Death Rate for Middle-Aged Whites Skyrockets
The death rate for middle-aged white Americans is rising even as it shrinks for other U.S. ethnic groups and around the globe.
The discovery was made by two Princeton economists named Angus Deaton and Anne Case, The New York Times reports. Deaton recently won the 2015 Nobel Prize for Economics for his work on understanding consumption and wealth.
After evaluating data from the Centers for Disease Control and other organizations, the two economists found that it was not major diseases like diabetes or heart disease that were to blame for the rise, but suicides and complications from substance abuse like liver disease and drug overdoses.
The deaths are concentrated among poorer, less-educated whites, but the rate of increase has been so dramatic that it has erased gains made by more affluent whites.
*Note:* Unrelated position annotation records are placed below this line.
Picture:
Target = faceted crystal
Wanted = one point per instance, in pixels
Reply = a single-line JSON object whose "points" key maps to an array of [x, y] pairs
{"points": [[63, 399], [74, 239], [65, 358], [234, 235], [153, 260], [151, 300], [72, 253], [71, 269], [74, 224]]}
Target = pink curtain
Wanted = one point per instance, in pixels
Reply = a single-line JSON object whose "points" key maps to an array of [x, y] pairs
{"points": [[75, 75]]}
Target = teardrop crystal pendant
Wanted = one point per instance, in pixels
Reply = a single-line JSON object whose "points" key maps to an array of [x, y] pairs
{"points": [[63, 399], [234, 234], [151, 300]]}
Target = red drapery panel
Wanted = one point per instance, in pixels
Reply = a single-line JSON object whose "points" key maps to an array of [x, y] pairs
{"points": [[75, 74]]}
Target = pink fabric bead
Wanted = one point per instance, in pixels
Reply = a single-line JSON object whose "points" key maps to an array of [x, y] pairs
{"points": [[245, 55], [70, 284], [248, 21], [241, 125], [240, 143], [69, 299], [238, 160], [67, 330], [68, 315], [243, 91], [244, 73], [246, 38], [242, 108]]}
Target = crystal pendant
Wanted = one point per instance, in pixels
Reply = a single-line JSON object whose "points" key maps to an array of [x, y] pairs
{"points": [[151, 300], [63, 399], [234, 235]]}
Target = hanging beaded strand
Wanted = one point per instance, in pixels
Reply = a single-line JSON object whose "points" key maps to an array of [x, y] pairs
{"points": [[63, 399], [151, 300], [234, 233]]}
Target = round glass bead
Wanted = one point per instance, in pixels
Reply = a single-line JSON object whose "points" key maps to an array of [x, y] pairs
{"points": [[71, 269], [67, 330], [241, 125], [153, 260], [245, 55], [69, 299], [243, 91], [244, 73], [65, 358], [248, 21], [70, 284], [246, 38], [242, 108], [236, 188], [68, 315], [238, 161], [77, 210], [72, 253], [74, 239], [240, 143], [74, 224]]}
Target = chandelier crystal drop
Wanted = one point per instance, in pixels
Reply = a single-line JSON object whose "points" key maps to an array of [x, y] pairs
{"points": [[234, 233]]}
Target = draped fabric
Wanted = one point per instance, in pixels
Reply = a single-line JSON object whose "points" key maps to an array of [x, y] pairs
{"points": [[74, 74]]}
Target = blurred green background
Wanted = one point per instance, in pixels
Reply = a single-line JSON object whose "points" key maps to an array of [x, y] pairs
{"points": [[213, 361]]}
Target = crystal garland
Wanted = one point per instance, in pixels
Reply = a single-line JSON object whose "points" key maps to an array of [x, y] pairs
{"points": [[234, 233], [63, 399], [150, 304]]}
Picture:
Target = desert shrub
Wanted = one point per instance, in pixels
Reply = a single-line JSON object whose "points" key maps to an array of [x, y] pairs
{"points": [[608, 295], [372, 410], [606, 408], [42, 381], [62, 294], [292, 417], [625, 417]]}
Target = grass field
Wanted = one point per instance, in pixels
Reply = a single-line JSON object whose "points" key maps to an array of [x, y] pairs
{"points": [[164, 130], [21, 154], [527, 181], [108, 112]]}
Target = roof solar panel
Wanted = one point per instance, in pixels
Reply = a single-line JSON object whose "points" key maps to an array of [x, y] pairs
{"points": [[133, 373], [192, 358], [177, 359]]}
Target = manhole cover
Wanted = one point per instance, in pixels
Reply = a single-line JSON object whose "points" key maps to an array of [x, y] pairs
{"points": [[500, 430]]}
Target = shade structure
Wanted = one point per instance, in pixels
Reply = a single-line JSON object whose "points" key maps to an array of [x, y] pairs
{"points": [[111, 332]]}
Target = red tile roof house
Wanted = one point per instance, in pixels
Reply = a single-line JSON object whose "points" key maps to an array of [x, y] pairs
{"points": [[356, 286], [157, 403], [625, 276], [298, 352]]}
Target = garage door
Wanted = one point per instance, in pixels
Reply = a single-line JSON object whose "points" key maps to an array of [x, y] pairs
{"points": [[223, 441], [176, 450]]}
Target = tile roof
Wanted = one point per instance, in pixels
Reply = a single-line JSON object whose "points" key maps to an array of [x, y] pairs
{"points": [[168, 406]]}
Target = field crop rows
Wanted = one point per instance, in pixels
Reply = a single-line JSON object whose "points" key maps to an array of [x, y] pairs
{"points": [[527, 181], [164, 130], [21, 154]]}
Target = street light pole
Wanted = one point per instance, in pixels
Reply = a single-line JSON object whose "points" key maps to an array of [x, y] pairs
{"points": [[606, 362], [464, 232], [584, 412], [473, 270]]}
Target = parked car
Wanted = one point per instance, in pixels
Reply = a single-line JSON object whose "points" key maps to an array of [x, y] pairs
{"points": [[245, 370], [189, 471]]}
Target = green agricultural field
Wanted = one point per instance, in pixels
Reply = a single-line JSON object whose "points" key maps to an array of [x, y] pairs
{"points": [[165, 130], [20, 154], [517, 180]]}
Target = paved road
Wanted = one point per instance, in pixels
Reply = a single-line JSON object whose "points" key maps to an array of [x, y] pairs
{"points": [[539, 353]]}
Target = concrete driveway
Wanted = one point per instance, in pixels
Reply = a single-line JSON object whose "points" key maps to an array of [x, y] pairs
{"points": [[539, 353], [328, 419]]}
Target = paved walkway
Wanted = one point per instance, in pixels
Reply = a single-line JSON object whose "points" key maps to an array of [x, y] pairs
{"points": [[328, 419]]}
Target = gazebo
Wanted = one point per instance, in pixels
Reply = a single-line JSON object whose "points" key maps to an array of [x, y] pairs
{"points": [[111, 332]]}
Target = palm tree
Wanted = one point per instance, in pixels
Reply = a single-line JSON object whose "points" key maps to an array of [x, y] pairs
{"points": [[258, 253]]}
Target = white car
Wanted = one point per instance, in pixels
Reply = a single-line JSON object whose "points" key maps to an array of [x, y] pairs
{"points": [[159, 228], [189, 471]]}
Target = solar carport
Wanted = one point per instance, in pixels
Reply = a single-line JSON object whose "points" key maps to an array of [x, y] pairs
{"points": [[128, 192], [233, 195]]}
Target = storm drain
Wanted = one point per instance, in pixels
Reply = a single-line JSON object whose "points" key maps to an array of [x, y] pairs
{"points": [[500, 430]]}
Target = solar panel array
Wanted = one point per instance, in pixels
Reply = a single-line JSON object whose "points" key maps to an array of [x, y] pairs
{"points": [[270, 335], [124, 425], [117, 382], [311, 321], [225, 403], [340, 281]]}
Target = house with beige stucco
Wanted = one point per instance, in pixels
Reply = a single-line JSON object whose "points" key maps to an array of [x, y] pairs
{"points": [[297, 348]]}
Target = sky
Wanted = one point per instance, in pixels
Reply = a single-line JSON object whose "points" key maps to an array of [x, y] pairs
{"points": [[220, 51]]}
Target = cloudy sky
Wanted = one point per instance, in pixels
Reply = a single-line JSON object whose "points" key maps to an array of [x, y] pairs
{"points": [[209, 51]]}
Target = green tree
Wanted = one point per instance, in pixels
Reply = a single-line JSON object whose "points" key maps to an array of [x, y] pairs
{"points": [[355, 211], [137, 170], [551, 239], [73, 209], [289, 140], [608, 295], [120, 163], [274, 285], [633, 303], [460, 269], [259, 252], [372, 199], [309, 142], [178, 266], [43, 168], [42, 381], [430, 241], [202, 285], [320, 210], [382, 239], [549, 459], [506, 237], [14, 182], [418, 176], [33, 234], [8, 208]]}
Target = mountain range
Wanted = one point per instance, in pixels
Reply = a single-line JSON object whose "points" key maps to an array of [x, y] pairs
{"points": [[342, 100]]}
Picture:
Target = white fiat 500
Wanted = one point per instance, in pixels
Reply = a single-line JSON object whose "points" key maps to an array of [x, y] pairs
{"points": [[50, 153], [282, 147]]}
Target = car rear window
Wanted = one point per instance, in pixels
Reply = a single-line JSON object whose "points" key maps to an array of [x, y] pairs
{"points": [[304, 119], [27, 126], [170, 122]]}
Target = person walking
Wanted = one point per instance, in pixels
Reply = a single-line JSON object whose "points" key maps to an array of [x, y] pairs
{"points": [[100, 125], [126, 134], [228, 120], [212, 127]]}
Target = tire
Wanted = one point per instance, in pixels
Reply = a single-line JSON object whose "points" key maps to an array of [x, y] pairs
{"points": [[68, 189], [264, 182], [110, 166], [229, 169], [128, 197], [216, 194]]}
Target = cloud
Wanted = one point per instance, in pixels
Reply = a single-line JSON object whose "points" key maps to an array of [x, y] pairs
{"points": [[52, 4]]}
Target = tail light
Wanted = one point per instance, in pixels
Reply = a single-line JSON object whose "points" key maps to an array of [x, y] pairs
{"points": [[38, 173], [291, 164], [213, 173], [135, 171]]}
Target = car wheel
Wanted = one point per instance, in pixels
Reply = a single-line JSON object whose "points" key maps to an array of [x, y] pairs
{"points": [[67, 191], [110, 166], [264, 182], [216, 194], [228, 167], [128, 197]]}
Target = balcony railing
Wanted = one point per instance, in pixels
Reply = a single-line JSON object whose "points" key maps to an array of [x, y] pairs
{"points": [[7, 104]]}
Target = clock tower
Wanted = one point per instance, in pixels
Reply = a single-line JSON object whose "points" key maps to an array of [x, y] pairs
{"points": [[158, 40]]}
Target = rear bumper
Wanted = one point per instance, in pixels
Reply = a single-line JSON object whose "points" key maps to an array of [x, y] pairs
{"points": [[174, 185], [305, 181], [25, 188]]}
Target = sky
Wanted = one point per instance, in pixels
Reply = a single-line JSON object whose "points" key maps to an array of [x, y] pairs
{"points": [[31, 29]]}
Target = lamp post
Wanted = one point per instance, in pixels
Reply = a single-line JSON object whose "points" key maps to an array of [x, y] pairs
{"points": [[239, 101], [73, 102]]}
The death rate for college-educated, middle-aged whites has actually decreased.
The death rate for middle-aged whites aged 45 to 54 with only a high school education or less increased by 22 percent, or 134 deaths per 100,000 people between 1999 and 2014.
The only parallel Deaton, the Nobel prize winner, could find to the sharp increase in mortality was at the height of the HIV/AIDS epidemic.
The economists were unable to determine why exactly middle-aged whites saw their death rates increase as the rates for blacks and Latinos fell. They speculated one possibility is the frequency with which whites are prescribed and abuse prescription painkillers.
They also thought that economic pessimism could also be a factor in both the drug use and increase in suicides. The inflation-adjusted income for a worker with a high school degree fell 19 percent during the time that was considered in the study.